Langs propellor

Two men standing in front of a bi-plane, with a Langs propellor

Alexander Dashwood Lang was a journalist living in Weybridge. He is credited with being the designer of the modern propeller, initially manufacturing his designs in the Riverside Works, Addlestone, but moving to Hamm Moor Lane when the company needed more space.

The propellers were made from Honduras mahogany wood or walnut. They were planed to a thickness of approximately 2 cm, glued together, smoothed, shaped and then varnished. The propellers were available in two designs – with either two or four blades.

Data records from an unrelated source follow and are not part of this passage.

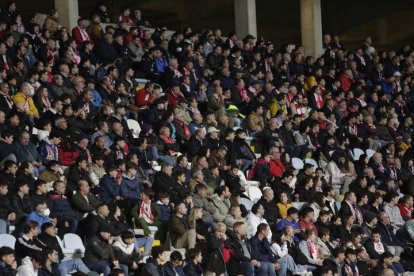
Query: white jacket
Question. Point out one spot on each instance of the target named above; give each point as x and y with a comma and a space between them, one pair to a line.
252, 222
26, 268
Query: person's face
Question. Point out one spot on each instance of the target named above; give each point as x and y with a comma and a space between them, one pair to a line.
269, 195
261, 210
375, 237
4, 190
104, 211
352, 198
237, 213
25, 139
105, 235
389, 261
43, 189
181, 178
182, 210
100, 142
324, 218
85, 187
8, 259
288, 180
13, 169
61, 188
200, 176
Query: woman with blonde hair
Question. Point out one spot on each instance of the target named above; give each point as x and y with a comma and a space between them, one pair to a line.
197, 223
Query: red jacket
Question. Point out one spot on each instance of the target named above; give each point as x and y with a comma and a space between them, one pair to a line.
346, 82
143, 98
276, 167
405, 211
77, 36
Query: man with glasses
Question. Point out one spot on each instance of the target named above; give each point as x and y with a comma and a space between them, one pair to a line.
6, 103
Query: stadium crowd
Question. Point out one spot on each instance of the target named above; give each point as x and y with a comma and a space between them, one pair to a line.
218, 118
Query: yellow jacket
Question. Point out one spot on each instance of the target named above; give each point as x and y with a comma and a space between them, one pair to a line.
25, 103
255, 122
310, 83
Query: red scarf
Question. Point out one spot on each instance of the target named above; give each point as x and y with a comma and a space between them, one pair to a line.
226, 252
243, 95
145, 212
313, 249
319, 101
168, 140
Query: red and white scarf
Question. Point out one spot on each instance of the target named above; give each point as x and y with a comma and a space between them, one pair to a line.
145, 212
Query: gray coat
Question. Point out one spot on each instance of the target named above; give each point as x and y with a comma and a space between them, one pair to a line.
209, 210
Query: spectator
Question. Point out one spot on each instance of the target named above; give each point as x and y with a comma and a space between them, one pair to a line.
8, 264
26, 244
254, 218
174, 265
99, 255
153, 265
194, 260
180, 232
40, 214
83, 202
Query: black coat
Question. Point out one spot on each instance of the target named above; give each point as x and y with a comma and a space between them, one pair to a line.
163, 183
271, 211
191, 269
214, 256
98, 250
5, 207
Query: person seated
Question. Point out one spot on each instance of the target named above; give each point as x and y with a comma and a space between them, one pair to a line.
48, 238
272, 214
40, 214
310, 249
181, 233
7, 213
144, 212
153, 265
62, 209
125, 251
194, 260
218, 251
83, 202
8, 264
221, 202
27, 243
99, 256
174, 265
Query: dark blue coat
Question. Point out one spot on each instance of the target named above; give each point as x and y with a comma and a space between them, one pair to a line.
61, 206
109, 189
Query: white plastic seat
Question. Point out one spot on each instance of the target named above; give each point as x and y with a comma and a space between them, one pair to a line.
298, 205
357, 153
7, 240
370, 153
254, 193
247, 183
297, 163
247, 203
73, 243
312, 162
135, 127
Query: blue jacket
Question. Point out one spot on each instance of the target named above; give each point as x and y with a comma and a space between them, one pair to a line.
35, 216
109, 189
47, 149
262, 250
131, 188
170, 271
165, 212
23, 152
61, 206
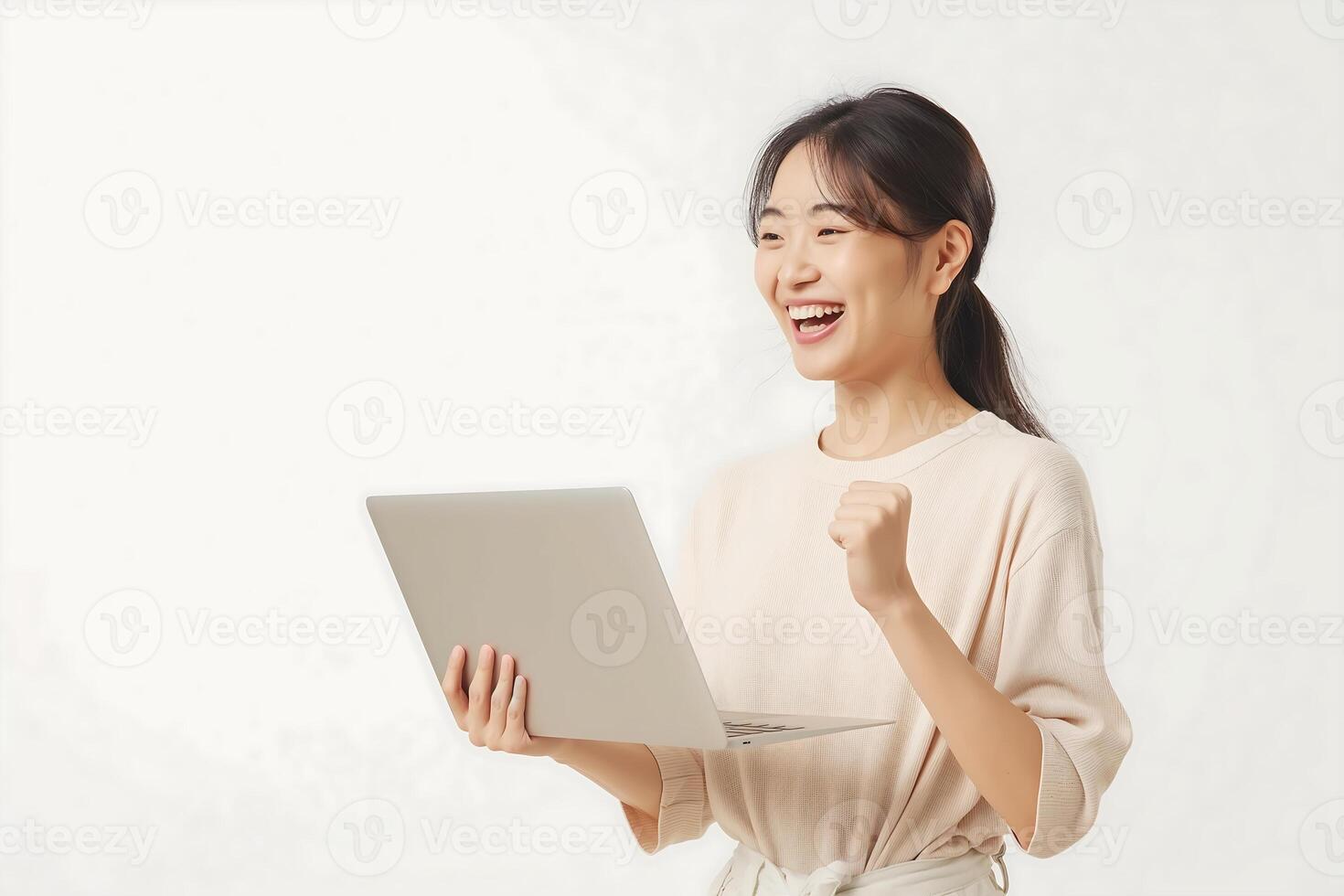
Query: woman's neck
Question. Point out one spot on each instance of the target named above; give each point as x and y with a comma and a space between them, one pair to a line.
880, 418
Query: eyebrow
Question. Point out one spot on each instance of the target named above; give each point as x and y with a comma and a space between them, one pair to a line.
816, 209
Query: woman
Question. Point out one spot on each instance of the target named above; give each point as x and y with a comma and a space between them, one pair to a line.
934, 515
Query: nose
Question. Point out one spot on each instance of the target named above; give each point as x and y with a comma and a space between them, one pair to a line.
797, 269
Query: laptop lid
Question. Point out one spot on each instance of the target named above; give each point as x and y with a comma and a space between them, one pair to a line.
568, 581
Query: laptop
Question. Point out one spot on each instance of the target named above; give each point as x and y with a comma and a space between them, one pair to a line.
568, 581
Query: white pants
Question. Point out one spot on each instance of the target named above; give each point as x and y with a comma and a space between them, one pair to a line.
750, 873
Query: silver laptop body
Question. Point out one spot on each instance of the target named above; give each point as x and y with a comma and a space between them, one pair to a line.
568, 581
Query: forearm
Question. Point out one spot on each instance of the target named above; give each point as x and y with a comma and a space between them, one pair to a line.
994, 741
625, 770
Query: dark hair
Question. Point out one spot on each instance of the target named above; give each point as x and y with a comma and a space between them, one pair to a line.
900, 163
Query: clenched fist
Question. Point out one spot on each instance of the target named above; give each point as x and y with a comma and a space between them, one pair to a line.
872, 524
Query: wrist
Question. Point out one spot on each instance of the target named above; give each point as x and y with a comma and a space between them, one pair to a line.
562, 752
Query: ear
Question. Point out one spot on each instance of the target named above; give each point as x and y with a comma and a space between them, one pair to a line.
951, 248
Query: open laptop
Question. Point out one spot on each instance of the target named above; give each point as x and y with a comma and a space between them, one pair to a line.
568, 581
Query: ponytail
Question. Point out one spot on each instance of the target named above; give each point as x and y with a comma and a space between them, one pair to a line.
977, 357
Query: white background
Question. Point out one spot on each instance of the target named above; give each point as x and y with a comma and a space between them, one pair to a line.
1194, 366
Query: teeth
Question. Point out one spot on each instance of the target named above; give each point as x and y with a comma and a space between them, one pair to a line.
803, 312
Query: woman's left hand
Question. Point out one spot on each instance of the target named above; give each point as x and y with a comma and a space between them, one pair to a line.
872, 524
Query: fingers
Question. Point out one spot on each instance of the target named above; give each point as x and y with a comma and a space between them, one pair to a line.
453, 686
491, 718
499, 704
479, 696
890, 496
515, 738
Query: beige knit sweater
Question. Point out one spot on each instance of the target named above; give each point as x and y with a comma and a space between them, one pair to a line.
1004, 551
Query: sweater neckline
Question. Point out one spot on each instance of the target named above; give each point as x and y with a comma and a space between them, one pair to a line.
889, 466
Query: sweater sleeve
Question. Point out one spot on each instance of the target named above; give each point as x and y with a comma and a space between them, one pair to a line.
1051, 666
684, 807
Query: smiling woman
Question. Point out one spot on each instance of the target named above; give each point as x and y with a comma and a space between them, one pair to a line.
934, 507
890, 197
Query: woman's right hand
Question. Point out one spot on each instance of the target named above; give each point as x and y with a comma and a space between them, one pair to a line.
494, 719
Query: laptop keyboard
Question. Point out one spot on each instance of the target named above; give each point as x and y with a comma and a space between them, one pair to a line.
735, 729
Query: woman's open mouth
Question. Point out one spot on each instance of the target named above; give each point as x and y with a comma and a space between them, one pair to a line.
814, 323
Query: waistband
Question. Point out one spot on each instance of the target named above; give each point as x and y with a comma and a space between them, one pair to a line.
748, 872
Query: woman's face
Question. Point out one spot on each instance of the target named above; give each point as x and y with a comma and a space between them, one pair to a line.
875, 315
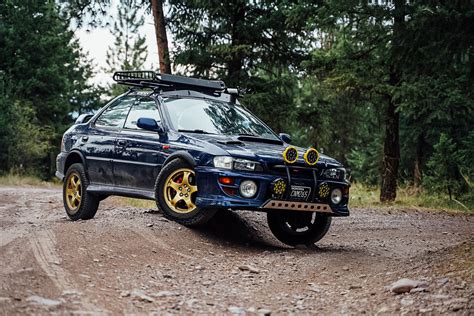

Orders for Lang propellers increased by 5,900% with the outbreak of the First World War, from 250 in 1914 up to 15,000 in 1918. It is said that approximately 80% of British planes flying during the War were using propellers that were made by Lang. Even the move to the new premises in Hamm Moor Lane could not provide enough space to meet this demand, and so the company hired the Chertsey Drill Hall throughout the War.

When the British flyers Alcock and Brown made the first transatlantic flight in 1919, the plane, a Vickers Vimy, was fitted with Lang propellers 21037-213 and 24040-213.

The Lang Propeller Company closed in 1922 and the premises and work was taken over by the Airscrew Co. Airscrew continued manufacturing propellers for fighter planes during the Second World War and also manufactured the Walrus seaplane which was based at Chertsey Meads. Airscrew initially expanded by moving to new premises in Addlestone, but in 1986 moved to Sunbury.